Birds are known to carry the fungus and their droppings are thought to be a source of human infection; however it has been a longstanding mystery why the birds themselves do not appear to become ill.
Now, a team from the University of Sheffield have shown that a microphage within the bird’s blood system is able to completely block the growth of Cryptococci.
The scientists, led by Dr Simon Johnston, found that the fungus can grow slowly within the bird’s digestive tract, but if it tries to invade the bird’s body then the immune system immediately destroys it – which explains why healthy birds can still help spread the infection.
Dr Johnston said: “Birds have a higher body temperature than humans, 42 o C instead of 37 o C, but this alone is not enough to fully stop the fungus.
“By studying bird cells under the microscope, we have seen that macrophage cells have the ability to completely block the growth of the fungus, which can be fatal in humans.
“Understanding where the disease comes from and how it spreads is critical.

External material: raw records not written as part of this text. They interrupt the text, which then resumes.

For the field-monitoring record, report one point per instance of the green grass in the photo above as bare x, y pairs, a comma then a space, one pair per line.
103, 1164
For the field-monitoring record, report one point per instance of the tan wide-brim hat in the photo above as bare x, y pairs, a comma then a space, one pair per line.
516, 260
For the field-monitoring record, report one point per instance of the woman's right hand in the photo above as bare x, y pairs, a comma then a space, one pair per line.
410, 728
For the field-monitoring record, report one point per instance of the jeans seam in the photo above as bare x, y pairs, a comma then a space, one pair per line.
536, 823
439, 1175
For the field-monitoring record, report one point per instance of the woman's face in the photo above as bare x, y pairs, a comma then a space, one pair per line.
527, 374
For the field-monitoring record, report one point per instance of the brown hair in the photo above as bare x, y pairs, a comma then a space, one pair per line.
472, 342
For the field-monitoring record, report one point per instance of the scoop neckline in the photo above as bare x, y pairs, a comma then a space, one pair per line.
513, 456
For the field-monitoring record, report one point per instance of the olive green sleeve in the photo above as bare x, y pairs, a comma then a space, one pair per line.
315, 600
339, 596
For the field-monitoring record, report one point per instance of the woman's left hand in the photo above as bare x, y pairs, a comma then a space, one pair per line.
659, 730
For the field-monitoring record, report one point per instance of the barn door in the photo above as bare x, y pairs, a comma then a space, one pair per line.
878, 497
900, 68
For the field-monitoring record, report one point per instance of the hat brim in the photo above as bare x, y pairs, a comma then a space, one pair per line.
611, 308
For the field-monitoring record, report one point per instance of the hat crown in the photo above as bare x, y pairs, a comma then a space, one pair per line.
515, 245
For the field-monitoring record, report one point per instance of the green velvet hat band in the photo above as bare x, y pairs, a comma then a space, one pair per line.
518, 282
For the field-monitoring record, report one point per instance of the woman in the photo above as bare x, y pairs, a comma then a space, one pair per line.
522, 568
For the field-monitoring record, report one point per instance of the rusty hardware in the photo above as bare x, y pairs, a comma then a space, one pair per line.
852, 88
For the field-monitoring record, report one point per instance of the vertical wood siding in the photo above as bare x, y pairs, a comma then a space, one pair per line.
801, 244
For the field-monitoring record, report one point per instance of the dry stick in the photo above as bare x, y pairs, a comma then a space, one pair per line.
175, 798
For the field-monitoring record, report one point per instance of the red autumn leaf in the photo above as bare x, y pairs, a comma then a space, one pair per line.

If we can learn how some animals are able to resist infection we might be able to gain insights into how we can improve the human immune response to this fungus.”
Research is part of an effort to ultimately eliminate cryptococcosis
This work is part of a much larger international effort to understand, fight and ultimately eliminate cryptococcosis.
Dr Johnston added: “We are now working with leading scientists from all over the world to try and understand where this pathogen came from, how our bodies fight it and what we can do to help our own immune system defend us from this fungus and other related infections.
“Many human diseases are spread by birds, but we know surprisingly little about their immune systems. Discovering how they resist otherwise fatal infections offers the hope of improving our ability to intervene in this cycle and prevent a diverse range of human diseases.”